For $K=\mathbb Q(\alpha,\beta)$ with $\beta^2=\alpha^3$ if $\beta \in \mathbb Q(\alpha)$, then $|K:\mathbb Q|$ is finite.

Question

Let $K/\mathbb Q$ be a field extension and there exists $\alpha,\beta \in K$ with $K=\mathbb Q(\alpha,\beta)$ and $\beta^2=\alpha^3$. Then we have to show that:

If $\beta \in \mathbb Q(\alpha)$, then $|K:\mathbb Q|$ is finite.

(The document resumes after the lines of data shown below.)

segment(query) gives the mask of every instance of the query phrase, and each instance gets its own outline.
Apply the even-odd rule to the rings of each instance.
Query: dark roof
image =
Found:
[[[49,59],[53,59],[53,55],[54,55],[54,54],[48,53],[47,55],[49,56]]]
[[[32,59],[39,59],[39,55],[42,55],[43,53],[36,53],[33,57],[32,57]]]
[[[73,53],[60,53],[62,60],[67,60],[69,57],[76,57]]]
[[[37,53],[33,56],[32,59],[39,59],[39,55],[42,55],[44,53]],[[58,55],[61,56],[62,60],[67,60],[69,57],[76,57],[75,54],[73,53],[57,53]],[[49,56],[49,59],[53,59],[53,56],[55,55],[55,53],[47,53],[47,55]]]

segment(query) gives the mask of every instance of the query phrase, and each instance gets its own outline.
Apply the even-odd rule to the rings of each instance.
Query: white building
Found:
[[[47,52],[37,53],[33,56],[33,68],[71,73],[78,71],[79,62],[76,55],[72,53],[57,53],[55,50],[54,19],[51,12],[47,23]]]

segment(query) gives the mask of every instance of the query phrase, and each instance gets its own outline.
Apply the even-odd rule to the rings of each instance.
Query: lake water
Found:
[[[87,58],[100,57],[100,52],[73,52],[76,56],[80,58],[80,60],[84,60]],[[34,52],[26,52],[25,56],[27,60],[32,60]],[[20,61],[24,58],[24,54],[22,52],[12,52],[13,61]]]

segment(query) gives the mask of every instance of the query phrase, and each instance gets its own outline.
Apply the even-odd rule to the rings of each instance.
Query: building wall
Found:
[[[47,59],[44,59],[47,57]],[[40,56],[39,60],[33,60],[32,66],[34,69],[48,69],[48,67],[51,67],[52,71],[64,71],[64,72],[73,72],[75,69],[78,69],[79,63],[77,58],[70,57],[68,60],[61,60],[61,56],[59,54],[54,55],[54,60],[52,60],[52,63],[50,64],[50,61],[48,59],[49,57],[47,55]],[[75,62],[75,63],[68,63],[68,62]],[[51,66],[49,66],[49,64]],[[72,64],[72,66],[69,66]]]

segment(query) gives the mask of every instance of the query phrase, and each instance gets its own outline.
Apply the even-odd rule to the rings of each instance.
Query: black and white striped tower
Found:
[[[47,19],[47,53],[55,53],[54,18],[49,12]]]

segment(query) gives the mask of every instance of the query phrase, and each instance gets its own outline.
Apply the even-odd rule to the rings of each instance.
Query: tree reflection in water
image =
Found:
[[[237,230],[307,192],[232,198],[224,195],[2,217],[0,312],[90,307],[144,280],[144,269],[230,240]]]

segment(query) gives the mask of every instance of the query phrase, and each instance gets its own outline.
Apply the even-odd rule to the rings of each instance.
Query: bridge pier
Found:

Clearly $\beta \in \mathbb Q(\alpha)$ implies that $K=\mathbb Q(\alpha)$. I can't find a way to proceed.Contrapositively it will be enough to show that $\alpha$ is transcendental over $\mathbb Q$ will imply that $\beta \notin \mathbb Q(\alpha)$. Since $\{\alpha,\beta\}$ is algebraically dependent we must have $tr.deg.(K/\mathbb Q)=1$. How can I proceed in this way? Some other approach is also equally welcome. Thanks.

Answer 1

Hint: For any $f\in \mathbf Q(x)$, evaluating at any rational number (apart from the finitely many roots of the denominator) makes sense and yields a rational. This is not true for $x^{\frac{3}{2}}$.